Le 27 mars 2024, le consulat général d’Algérie à [Localité 6] l’a reconnu comme un de ses ressortissants, après audition et a sollicité les dossiers originaux et les routings afin de délivrer un laissez-passer.
Une demande de routing a été adressée dès le 2 avril 2024 accompagné du courrier de reconnaissance par le consulat général d’Algérie.
Les autorités algériennes n’ont pas délivré de laissez-passer.
Il n’appartient pas à l’autorité préfectorale de relancer les autorités consulaires dans la mesure où la demande de documents de voyage a été transmise.
Il ne peut être déduit de l’annulation d’un vol à destination de l’Algérie mentionné dans l’ordonnance du juge des libertés et de la détention un refus systématique du consulat algérien de délivrer des laissez-passer à ses ressortissants.
Par ailleurs, le retenu s’est soustrait à deux arrêtés d’éloignement de 2022 et 2023.
Il ne justifie pas d’un domicile en France bien qu’il indique avoir un fils à [Localité 5]. Il ne souhaite pas regagner l’Algérie mais aller en Espagne alors que cet Etat a indiqué que le retenu n’avait pas le droit d’y séjourner.

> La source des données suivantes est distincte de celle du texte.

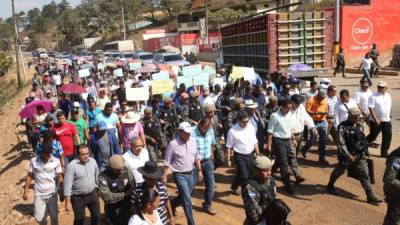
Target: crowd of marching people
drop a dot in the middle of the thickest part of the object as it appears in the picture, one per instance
(90, 141)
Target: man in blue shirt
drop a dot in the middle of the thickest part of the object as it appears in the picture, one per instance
(91, 113)
(205, 139)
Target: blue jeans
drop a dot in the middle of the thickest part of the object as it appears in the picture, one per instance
(322, 127)
(244, 165)
(185, 183)
(207, 167)
(367, 76)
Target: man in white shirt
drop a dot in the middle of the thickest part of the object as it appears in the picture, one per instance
(242, 139)
(300, 119)
(206, 98)
(46, 170)
(342, 107)
(380, 106)
(135, 158)
(366, 63)
(280, 135)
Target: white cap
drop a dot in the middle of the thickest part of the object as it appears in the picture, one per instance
(325, 80)
(249, 103)
(185, 126)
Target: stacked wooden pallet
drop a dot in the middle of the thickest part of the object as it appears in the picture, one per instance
(395, 62)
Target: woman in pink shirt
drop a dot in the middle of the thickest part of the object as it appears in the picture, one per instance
(131, 128)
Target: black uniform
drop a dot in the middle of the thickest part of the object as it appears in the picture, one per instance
(118, 207)
(152, 129)
(171, 124)
(351, 141)
(391, 188)
(256, 197)
(195, 111)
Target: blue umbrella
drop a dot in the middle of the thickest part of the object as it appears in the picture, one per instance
(299, 67)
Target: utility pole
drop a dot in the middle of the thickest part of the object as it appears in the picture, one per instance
(123, 20)
(16, 46)
(337, 21)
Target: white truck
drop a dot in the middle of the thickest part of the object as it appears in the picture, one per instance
(121, 46)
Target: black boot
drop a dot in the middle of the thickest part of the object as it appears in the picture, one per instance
(372, 199)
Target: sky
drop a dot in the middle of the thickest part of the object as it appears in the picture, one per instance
(25, 5)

Il ne détient pas de passeport permettant sa reconduite immédiate.
Il convient en conséquence de confirmer la décision de prolongation de la mesure de rétention pour une durée de 30 jours.
PAR CES MOTIFS
Statuant publiquement par décision réputée contradictoire en dernier ressort, après débats en audience publique,
Confirmons l’ordonnance du Juge des libertés et de la détention de NICE en date du 02 Mai 2024.

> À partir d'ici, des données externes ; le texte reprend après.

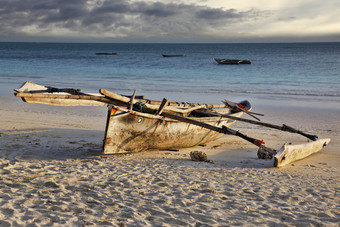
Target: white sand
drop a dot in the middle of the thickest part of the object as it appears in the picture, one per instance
(52, 173)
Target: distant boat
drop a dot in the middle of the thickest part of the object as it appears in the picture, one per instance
(107, 53)
(174, 55)
(232, 61)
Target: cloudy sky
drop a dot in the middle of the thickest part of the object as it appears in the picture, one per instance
(170, 20)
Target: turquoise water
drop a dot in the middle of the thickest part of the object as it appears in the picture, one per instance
(280, 73)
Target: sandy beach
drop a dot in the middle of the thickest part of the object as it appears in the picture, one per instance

Les parties sont avisées qu’elles peuvent se pourvoir en cassation contre cette ordonnance dans un délai de 2 mois à compter de cette notification, le pourvoi devant être formé par déclaration au greffe de la Cour de cassation, signé par un avocat au conseil d’Etat ou de la Cour de cassation.
Le greffier Le président
Reçu et pris connaissance le :
Monsieur [Y] [H]
né le 31 Décembre 1995 à [Localité 7]
de nationalité Algérienne
Assisté d’un interprète en langue arabe
COUR D’APPEL D’AIX-EN-PROVENCE
Chambre 1-11, Rétentions Administratives
[Adresse 9]
Téléphone : [XXXXXXXX02] – [XXXXXXXX03] – [XXXXXXXX01]
Courriel : [Courriel 4]
Aix-en-Provence, le 04 Mai 2024
À
— Monsieur le préfet du Var
— Monsieur le directeur du centre de rétention administrative de [Localité 8]
— Monsieur le procureur général
— Monsieur le greffier du Juge des libertés et de la détention de NICE
— Maître Ariane FONTANA
NOTIFICATION D’UNE ORDONNANCE
J’ai l’honneur de vous notifier l’ordonnance ci-jointe rendue le 04 Mai 2024, suite à l’appel interjeté par :
Monsieur [Y] [H]
né le 31 Décembre 1995 à [Localité 7]
de nationalité Algérienne
Je vous remercie de m’accuser réception du présent envoi.
Le greffier,
VOIE DE RECOURS
Nous prions Monsieur le directeur du centre de rétention administrative de bien vouloir indiquer au retenu qu’il peut se pourvoir en cassation contre cette ordonnance dans un délai de 2 mois à compter de cette notification, le pourvoi devant être formé par déclaration au greffe de la Cour de cassation.